Tiger Focuses on the Moment to Make History
By Kevin Rhoads | September 24, 2007 | 2:49 AM | 1 Comment
We are a couple of months removed from the year's final major, The PGA Championship at Southern Hills. I wish it hadn't finished yet, as we'll have to wait until April of next year to watch Tiger in another major. His thirteenth professional major victory was yet another study in the brilliance of the man. We are able to watch history being made with every tournament he wins. No one has ever won majors at the pace that Tiger has, and yet he is still five shy of the all-time record. Five. Five majors would be an extraordinary career for anyone, let alone stacked on top of thirteen already won. But because of the pace with which he has won them, and his stated career goals, each major in which he plays is not looked at as a single tournament, but as a stepping-stone to an end goal. We as fans have the luxury of looking at things in this fashion, and it adds excitement to every major in which Tiger plays.
How has he done it? In an age where everyone has improved, Tiger continues to separate himself. Why and how is he different? Tiger is different in so many different ways. In attempting to pick out why Tiger has separated himself from all of his peers, it's tempting to pick just one superlative. Is it his physical prowess?

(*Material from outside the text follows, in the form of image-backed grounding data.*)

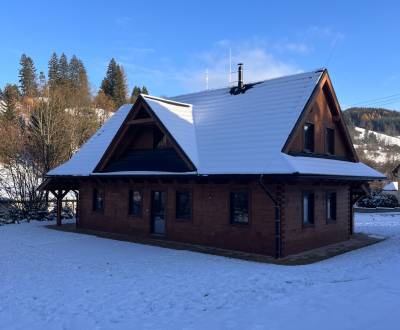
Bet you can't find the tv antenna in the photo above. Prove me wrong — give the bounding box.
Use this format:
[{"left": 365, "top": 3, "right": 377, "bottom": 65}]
[
  {"left": 205, "top": 69, "right": 209, "bottom": 90},
  {"left": 229, "top": 47, "right": 232, "bottom": 84}
]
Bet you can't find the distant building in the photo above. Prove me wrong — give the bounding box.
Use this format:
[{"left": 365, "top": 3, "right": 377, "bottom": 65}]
[{"left": 40, "top": 68, "right": 385, "bottom": 258}]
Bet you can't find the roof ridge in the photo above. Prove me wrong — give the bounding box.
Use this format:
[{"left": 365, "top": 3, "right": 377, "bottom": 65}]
[
  {"left": 171, "top": 68, "right": 326, "bottom": 99},
  {"left": 142, "top": 94, "right": 192, "bottom": 107}
]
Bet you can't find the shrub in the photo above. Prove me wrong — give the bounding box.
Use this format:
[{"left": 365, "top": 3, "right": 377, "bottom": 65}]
[{"left": 357, "top": 193, "right": 399, "bottom": 208}]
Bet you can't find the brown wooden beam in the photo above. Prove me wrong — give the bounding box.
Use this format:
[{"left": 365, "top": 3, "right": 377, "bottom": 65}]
[
  {"left": 56, "top": 190, "right": 62, "bottom": 226},
  {"left": 126, "top": 118, "right": 155, "bottom": 125}
]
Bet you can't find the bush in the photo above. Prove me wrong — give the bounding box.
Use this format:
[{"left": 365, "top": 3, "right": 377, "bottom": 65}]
[
  {"left": 48, "top": 205, "right": 75, "bottom": 220},
  {"left": 357, "top": 193, "right": 399, "bottom": 208}
]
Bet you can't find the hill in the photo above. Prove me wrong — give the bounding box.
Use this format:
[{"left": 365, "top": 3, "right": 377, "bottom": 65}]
[
  {"left": 343, "top": 107, "right": 400, "bottom": 179},
  {"left": 343, "top": 107, "right": 400, "bottom": 136}
]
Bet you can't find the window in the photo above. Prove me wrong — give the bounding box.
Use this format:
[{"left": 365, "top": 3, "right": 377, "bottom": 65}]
[
  {"left": 326, "top": 192, "right": 337, "bottom": 221},
  {"left": 303, "top": 123, "right": 315, "bottom": 152},
  {"left": 230, "top": 192, "right": 249, "bottom": 224},
  {"left": 326, "top": 128, "right": 335, "bottom": 155},
  {"left": 175, "top": 191, "right": 192, "bottom": 220},
  {"left": 93, "top": 188, "right": 104, "bottom": 212},
  {"left": 303, "top": 192, "right": 314, "bottom": 225},
  {"left": 129, "top": 190, "right": 142, "bottom": 217},
  {"left": 153, "top": 129, "right": 168, "bottom": 149}
]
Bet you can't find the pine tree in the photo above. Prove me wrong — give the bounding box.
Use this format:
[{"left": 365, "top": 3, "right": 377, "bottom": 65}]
[
  {"left": 2, "top": 84, "right": 20, "bottom": 121},
  {"left": 100, "top": 58, "right": 117, "bottom": 97},
  {"left": 141, "top": 86, "right": 148, "bottom": 95},
  {"left": 69, "top": 55, "right": 81, "bottom": 89},
  {"left": 100, "top": 58, "right": 127, "bottom": 108},
  {"left": 130, "top": 86, "right": 141, "bottom": 103},
  {"left": 48, "top": 52, "right": 59, "bottom": 89},
  {"left": 38, "top": 71, "right": 47, "bottom": 96},
  {"left": 68, "top": 55, "right": 90, "bottom": 104},
  {"left": 19, "top": 54, "right": 38, "bottom": 98},
  {"left": 113, "top": 66, "right": 127, "bottom": 107},
  {"left": 58, "top": 53, "right": 69, "bottom": 86}
]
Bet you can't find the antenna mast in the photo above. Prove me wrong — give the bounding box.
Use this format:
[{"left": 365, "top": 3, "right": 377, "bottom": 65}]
[{"left": 229, "top": 47, "right": 232, "bottom": 84}]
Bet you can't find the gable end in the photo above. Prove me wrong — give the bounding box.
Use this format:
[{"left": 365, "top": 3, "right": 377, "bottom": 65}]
[
  {"left": 282, "top": 70, "right": 358, "bottom": 162},
  {"left": 94, "top": 96, "right": 197, "bottom": 173}
]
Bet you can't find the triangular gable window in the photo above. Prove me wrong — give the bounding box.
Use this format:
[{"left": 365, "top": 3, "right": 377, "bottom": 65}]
[{"left": 94, "top": 98, "right": 195, "bottom": 173}]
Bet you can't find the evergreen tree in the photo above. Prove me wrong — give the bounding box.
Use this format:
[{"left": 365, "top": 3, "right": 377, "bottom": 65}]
[
  {"left": 2, "top": 84, "right": 20, "bottom": 121},
  {"left": 19, "top": 54, "right": 38, "bottom": 98},
  {"left": 100, "top": 58, "right": 127, "bottom": 108},
  {"left": 48, "top": 52, "right": 59, "bottom": 89},
  {"left": 38, "top": 71, "right": 47, "bottom": 96},
  {"left": 68, "top": 55, "right": 90, "bottom": 104},
  {"left": 69, "top": 55, "right": 81, "bottom": 89},
  {"left": 141, "top": 86, "right": 148, "bottom": 95},
  {"left": 100, "top": 58, "right": 117, "bottom": 97},
  {"left": 58, "top": 53, "right": 69, "bottom": 86},
  {"left": 130, "top": 86, "right": 141, "bottom": 103}
]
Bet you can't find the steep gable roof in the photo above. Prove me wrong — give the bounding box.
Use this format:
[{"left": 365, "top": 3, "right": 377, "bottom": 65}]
[
  {"left": 47, "top": 104, "right": 132, "bottom": 176},
  {"left": 171, "top": 70, "right": 323, "bottom": 173},
  {"left": 47, "top": 69, "right": 385, "bottom": 179},
  {"left": 142, "top": 95, "right": 199, "bottom": 167}
]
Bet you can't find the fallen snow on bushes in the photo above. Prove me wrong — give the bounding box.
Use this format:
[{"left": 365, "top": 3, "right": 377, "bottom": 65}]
[{"left": 0, "top": 213, "right": 399, "bottom": 330}]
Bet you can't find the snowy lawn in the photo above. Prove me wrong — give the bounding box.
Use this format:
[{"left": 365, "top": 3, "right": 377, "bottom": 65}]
[{"left": 0, "top": 213, "right": 399, "bottom": 330}]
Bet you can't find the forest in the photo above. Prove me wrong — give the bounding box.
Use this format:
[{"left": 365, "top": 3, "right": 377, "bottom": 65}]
[
  {"left": 343, "top": 107, "right": 400, "bottom": 136},
  {"left": 0, "top": 53, "right": 148, "bottom": 220}
]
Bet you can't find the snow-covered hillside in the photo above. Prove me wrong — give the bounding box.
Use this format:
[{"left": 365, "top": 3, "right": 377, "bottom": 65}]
[
  {"left": 353, "top": 126, "right": 400, "bottom": 164},
  {"left": 355, "top": 126, "right": 400, "bottom": 146},
  {"left": 0, "top": 213, "right": 399, "bottom": 329}
]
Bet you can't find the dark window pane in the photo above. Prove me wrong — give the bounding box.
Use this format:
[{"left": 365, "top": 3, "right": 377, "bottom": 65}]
[
  {"left": 176, "top": 191, "right": 191, "bottom": 220},
  {"left": 303, "top": 192, "right": 314, "bottom": 224},
  {"left": 304, "top": 123, "right": 315, "bottom": 152},
  {"left": 129, "top": 190, "right": 142, "bottom": 217},
  {"left": 153, "top": 128, "right": 168, "bottom": 149},
  {"left": 93, "top": 188, "right": 104, "bottom": 212},
  {"left": 230, "top": 192, "right": 249, "bottom": 224},
  {"left": 326, "top": 128, "right": 335, "bottom": 155},
  {"left": 327, "top": 192, "right": 337, "bottom": 220}
]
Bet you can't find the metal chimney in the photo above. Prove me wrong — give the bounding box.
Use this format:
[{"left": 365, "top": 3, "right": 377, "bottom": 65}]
[{"left": 238, "top": 63, "right": 243, "bottom": 89}]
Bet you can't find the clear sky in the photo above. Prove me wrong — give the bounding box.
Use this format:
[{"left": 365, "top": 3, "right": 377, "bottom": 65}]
[{"left": 1, "top": 0, "right": 399, "bottom": 109}]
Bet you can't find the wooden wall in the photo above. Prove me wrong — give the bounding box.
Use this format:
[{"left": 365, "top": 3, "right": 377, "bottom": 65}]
[
  {"left": 282, "top": 183, "right": 350, "bottom": 255},
  {"left": 286, "top": 85, "right": 354, "bottom": 160},
  {"left": 78, "top": 178, "right": 352, "bottom": 257}
]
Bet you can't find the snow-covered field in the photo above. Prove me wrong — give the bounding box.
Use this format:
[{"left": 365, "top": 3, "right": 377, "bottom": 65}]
[
  {"left": 0, "top": 213, "right": 399, "bottom": 330},
  {"left": 355, "top": 126, "right": 400, "bottom": 146}
]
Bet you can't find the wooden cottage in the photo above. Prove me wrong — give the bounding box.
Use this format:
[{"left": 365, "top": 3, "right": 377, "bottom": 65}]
[{"left": 40, "top": 68, "right": 384, "bottom": 258}]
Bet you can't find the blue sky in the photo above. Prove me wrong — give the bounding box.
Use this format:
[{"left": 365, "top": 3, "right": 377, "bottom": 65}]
[{"left": 1, "top": 0, "right": 399, "bottom": 109}]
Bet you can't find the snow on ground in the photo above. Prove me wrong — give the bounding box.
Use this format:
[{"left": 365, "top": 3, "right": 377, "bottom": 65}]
[
  {"left": 1, "top": 213, "right": 400, "bottom": 330},
  {"left": 355, "top": 126, "right": 400, "bottom": 146}
]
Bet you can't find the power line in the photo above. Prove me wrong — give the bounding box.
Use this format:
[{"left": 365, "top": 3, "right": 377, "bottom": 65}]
[{"left": 349, "top": 92, "right": 400, "bottom": 107}]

With respect to Gary Player and a few others who were ahead of their time in terms of physical conditioning, Tiger was the guy who made it not only acceptable to hit the gym hard, but made it a necessity for anyone pursuing the top levels of the game to condition properly so as not to fall behind. In the past, there was a concern in most circles that if you worked out, you would lose touch or flexibility, and therefore most people chose not to pursue it. Once the best player in the world showed that you could have it both ways, and sustain that performance over a long period of time, working out got the green light. Tiger's most recent performance at Southern Hills with temperatures in the 100's again confirmed this point. Not only was his stamina good enough so that he felt the same on the 72nd hole Sunday as he did the first hole on Thursday, his strength also allowed him to hit irons off of many tees, thus keeping the ball in the fairway on the tree-lined and rough-bordered holes. These are sound arguments for why his physical conditioning is his most important asset, but his technical game is so sound as well.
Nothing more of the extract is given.